Around me, the soldiers reacted. Some of them shouted orders, and others fell to the ground, taking aim. Because in front of the burning helicopter, three …
figures
stepped from a cloud of black smoke.
For a second, I thought they were wearing gorilla suits. But those weren’t suits. And they weren’t gorillas.
“Are those … skunks?” Jamie murmured.
Yeah, they were skunks. I’d seen them before, outside the blue shuttle the previous night.
Skunk-people. Your basic skunk-people.
And you know what? I could accept a talking snake fridge and a centipedal medic. They’d done crazy cutting-edge stuff at the Center, patching together technology and biology. Heck, I’d even learned to live with a monkeybeast.
But
skunks
?
Yeah, skunks. With short black fur and white stripes that
rose to Mohawks atop their heads. Big bushy black-and-white tails and kinda skunky-looking faces. And humanoid, human-size bodies, heavy on the weight lifting.
Well, mostly humanoid. The big one—Larkspur—looked a little android, too, given he was mostly encased in BattleArmor.
The female—Poppy—wore a leather jacket and biker boots and swung a chain in one hand and wielded a crowbar in the other. She’d been output through the
Street Gang
video game while it was running the Hog Stompers versus the Fists of Kung Fu.
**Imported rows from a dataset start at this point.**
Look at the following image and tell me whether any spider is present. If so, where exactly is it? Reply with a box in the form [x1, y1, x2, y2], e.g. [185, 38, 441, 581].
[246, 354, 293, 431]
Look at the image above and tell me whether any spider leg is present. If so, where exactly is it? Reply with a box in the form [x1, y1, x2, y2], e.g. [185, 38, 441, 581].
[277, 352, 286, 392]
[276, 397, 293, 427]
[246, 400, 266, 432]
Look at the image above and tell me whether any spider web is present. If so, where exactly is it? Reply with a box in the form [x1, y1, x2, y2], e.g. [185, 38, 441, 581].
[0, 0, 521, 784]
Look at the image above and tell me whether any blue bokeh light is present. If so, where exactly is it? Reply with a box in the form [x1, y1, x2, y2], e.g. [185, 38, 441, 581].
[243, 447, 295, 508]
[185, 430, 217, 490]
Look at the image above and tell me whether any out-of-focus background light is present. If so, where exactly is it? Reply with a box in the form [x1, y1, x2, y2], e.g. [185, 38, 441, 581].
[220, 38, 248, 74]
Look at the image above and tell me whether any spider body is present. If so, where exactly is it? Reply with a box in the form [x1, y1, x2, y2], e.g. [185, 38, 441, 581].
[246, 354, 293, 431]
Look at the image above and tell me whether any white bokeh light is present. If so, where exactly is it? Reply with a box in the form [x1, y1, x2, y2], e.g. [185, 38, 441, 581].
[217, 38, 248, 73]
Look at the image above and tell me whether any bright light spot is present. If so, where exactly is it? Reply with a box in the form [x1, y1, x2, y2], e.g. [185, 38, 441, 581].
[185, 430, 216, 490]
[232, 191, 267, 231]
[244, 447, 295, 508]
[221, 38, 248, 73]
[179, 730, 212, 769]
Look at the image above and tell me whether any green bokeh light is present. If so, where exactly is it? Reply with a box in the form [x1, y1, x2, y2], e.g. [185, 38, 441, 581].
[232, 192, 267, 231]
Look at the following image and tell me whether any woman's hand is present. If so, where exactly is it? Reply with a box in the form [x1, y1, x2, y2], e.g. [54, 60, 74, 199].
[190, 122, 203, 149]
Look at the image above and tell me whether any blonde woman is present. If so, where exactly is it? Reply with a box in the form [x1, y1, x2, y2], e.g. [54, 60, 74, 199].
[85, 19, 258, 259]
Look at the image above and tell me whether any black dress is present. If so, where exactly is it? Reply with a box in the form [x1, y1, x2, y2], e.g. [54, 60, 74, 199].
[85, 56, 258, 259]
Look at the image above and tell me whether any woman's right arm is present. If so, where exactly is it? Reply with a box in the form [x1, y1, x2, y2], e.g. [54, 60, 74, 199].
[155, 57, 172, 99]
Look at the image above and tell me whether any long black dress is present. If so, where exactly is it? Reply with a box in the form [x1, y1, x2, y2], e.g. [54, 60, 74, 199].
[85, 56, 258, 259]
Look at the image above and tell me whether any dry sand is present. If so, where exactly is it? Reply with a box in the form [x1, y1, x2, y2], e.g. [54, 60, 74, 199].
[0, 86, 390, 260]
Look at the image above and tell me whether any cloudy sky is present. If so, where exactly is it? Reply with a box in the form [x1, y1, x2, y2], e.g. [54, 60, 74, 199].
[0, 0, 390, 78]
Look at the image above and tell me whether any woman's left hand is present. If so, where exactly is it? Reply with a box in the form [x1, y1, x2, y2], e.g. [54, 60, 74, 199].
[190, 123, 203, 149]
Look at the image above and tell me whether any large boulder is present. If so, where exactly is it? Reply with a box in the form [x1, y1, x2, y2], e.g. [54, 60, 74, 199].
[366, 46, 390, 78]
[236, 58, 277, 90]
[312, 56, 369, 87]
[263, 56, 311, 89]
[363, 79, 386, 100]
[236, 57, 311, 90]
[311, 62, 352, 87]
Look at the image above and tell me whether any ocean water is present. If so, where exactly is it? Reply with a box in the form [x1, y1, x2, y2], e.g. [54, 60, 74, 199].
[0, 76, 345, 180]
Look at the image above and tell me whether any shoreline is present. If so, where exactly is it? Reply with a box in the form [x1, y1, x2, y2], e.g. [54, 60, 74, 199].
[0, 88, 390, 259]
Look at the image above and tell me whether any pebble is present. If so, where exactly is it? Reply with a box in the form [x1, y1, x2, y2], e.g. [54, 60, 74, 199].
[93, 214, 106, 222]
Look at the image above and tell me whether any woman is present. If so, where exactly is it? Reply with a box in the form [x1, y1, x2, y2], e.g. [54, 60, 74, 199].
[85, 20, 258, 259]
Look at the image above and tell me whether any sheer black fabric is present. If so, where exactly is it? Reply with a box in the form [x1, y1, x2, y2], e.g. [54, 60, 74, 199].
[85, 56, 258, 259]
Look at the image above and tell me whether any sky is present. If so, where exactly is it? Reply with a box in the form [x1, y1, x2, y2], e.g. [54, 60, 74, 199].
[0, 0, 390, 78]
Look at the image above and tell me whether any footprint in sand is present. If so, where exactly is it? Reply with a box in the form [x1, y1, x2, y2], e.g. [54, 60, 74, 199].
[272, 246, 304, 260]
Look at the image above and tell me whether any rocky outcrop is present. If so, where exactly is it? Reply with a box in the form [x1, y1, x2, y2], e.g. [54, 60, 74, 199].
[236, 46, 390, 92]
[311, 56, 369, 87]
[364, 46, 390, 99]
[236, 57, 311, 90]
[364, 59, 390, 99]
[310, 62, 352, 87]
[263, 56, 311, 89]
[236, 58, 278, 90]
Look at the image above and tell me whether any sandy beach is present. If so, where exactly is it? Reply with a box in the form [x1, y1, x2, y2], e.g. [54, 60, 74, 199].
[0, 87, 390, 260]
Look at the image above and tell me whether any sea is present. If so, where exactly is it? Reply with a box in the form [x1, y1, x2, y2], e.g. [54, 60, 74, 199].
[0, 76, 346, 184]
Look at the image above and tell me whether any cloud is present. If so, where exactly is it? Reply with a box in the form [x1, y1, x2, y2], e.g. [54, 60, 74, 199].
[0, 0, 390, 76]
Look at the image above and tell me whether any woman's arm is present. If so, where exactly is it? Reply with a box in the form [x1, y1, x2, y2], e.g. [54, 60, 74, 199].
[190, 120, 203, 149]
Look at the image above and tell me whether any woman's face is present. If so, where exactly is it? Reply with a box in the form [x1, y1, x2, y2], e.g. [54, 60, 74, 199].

And the last one—Cosmo—looked like a fuzzy Punisher, in combat gear with a bandoleer full of gadgets I didn’t recognize. He’d emerged from the VR combat simulator, with knowledge of a million combat scenarios.
One squad of soldiers advanced warily, yelling at the skunks to raise their hands and lie facedown and drop their weapons—all at once.
“I am Larkspur,” Larkspur told the soldiers, his voice a deep rumble. The morning sun glinted off his armor-encased body. But he wasn’t just
wearing
the Quantuum 19 BattleArmor prototype, he
was
the Quantuum 19 BattleArmor. “The boys come with us.”